Ainda com alguns resquícios desses tempos, em que o meu sobrinho dentro de minha casa tirava o chapéu, pedi à senhora e ás meninas que tirassem o lenço. Gritaram coisas que não percebia e o homem atirou-me um bibelot, muito bonito, que tinha comprado no dia anterior, que só não me acertou na cabeça, graças à minha boa esquiva.
Saí de casa e contei o sucedido ao agente da PPC, que me respondeu – Claro, você insultou-o! Merecia era levar com uma pedra no meio da testa. A sua sorte é que são boa gente!
Regressei para dentro e com o passar do tempo sentia-me cada vez mais um estranho em minha casa. Os meus amigos deixaram de aparecer, primeiro aqueles que gostavam de falar livremente e com o tempo, todos os outros, não aguentando a aplicação da sharia (em minha casa) impondo comportamentos medievais e o tratamento subalterno dado ás mulheres da família lá instalada.
Queimaram os meus livros, partiram a televisão e o meu rádio, coisas do diabo! Agora passo o tempo a observá-los e a trabalhar para lhes dar de comer…é a vida!
A mulher deu novamente à luz, um rapaz, a alegria suprema do pai, já que as filhas eram peças acessórias usadas apenas para o servir! O agente da PPC, apressou-se a dizer que como a criança nasceu em minha casa, a minha casa ia passar a ser dela também.
- Vai ser educada por mim, segundo os Direitos Humanos Universais? – pergunto, para me certificar que a criança iria ter uma educação que validasse o sentimento de pertença ao sítio onde nasceu.

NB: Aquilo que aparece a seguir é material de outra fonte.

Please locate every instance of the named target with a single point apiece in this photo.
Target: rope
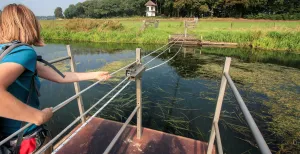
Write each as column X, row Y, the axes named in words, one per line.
column 44, row 148
column 165, row 61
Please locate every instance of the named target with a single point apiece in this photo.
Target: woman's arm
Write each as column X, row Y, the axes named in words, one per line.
column 49, row 74
column 10, row 106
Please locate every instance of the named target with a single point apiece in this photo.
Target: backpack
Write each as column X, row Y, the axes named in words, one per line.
column 6, row 50
column 14, row 44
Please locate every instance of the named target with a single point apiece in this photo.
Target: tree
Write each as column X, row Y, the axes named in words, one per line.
column 70, row 12
column 58, row 13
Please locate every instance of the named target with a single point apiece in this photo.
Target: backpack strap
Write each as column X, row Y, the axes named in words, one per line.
column 14, row 44
column 9, row 47
column 40, row 59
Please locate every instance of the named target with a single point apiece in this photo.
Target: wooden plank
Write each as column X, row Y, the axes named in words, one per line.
column 139, row 97
column 76, row 84
column 219, row 104
column 96, row 136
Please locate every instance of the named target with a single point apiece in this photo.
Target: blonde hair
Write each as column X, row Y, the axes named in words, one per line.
column 17, row 22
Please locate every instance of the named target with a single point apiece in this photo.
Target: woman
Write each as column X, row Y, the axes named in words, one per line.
column 19, row 67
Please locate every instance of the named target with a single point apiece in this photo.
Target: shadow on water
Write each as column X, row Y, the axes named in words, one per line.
column 178, row 97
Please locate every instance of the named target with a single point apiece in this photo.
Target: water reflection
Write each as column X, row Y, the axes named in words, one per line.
column 178, row 97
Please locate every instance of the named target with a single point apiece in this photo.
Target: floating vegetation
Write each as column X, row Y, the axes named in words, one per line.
column 279, row 84
column 114, row 66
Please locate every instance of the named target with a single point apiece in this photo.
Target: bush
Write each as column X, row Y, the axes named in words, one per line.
column 285, row 16
column 82, row 24
column 90, row 24
column 111, row 25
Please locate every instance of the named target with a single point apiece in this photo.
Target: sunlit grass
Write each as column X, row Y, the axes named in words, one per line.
column 267, row 35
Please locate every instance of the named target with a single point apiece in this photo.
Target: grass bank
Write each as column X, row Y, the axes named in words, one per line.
column 275, row 35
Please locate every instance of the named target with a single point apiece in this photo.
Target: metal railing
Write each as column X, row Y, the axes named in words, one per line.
column 77, row 96
column 215, row 133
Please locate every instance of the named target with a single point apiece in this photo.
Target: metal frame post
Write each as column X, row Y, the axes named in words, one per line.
column 219, row 105
column 76, row 85
column 139, row 96
column 185, row 29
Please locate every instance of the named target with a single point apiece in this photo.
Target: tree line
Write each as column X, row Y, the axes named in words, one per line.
column 277, row 9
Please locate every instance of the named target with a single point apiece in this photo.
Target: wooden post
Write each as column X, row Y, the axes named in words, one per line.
column 219, row 105
column 139, row 97
column 76, row 84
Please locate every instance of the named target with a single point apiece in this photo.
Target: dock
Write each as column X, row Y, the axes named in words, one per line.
column 95, row 137
column 192, row 40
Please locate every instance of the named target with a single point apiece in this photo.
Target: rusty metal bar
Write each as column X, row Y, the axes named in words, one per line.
column 113, row 142
column 76, row 84
column 138, row 81
column 77, row 119
column 219, row 105
column 59, row 59
column 219, row 143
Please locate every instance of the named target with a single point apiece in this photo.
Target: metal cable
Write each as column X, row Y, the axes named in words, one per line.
column 165, row 61
column 157, row 50
column 59, row 106
column 44, row 148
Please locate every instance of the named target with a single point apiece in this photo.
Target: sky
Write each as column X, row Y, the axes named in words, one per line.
column 41, row 7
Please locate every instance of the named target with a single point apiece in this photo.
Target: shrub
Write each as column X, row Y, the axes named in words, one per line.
column 285, row 16
column 82, row 24
column 112, row 25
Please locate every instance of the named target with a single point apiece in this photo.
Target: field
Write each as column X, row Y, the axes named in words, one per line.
column 264, row 34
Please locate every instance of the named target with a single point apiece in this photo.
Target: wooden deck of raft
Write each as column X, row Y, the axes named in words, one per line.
column 96, row 136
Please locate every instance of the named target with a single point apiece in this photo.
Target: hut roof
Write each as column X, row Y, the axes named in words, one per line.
column 150, row 3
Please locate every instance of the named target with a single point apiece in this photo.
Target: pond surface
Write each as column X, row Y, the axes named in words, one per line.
column 178, row 97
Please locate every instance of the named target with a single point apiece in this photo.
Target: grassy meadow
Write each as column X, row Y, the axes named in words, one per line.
column 264, row 34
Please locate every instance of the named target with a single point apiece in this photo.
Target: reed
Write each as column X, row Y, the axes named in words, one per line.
column 284, row 36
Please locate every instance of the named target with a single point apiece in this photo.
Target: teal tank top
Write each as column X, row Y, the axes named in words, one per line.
column 26, row 57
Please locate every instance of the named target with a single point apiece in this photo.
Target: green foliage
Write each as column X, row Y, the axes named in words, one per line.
column 76, row 25
column 284, row 36
column 259, row 9
column 58, row 13
column 285, row 16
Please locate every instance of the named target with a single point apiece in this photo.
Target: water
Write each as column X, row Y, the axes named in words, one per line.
column 177, row 97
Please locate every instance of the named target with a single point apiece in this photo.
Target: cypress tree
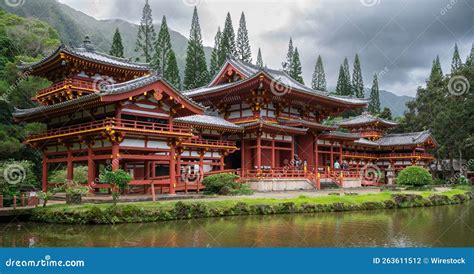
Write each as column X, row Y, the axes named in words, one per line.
column 319, row 76
column 172, row 71
column 374, row 105
column 259, row 59
column 289, row 57
column 146, row 35
column 295, row 69
column 343, row 86
column 117, row 47
column 456, row 62
column 348, row 87
column 163, row 48
column 436, row 71
column 195, row 72
column 357, row 82
column 243, row 44
column 214, row 64
column 470, row 57
column 227, row 46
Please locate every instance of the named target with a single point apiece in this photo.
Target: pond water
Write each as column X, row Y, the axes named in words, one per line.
column 442, row 226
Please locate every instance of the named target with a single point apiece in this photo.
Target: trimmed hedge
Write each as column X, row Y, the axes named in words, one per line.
column 131, row 213
column 414, row 176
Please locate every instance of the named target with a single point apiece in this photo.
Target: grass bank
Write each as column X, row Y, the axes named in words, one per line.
column 164, row 211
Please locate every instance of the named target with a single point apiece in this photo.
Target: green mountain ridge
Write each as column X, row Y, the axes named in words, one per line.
column 74, row 25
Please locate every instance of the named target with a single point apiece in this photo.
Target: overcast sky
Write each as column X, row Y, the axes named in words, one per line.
column 396, row 39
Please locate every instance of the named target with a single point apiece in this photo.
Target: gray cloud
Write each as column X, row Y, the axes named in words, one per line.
column 397, row 39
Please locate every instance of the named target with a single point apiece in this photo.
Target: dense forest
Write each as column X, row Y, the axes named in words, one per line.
column 444, row 105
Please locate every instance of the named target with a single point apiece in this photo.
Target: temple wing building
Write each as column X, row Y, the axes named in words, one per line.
column 108, row 112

- Nem pensar, é árabe e muçulmano e vai ser educado de forma intolerante, como se vivesse na “casa” dos pais dele! – responde o agente.
Desgastado, vou para a varanda ver quem passa e avisto um amigo de infância, o Alain, que saúdo, com uma abordagem jovem:
- Olá Alain, tudo baril?
Antes de ouvir a resposta do meu amigo, sou puxado para dentro da sala pela família invasora, que me grita em uníssimo:
- TU DISSESTE QUE ALÁ É UM BARRIL??!!!

Sem direito a defesa fui condenado a mil chicotadas, aplicadas em suaves doses de cinquenta por semana…porque é tudo boa gente!
Je suis Anjinho,nous sommes Anjinhos!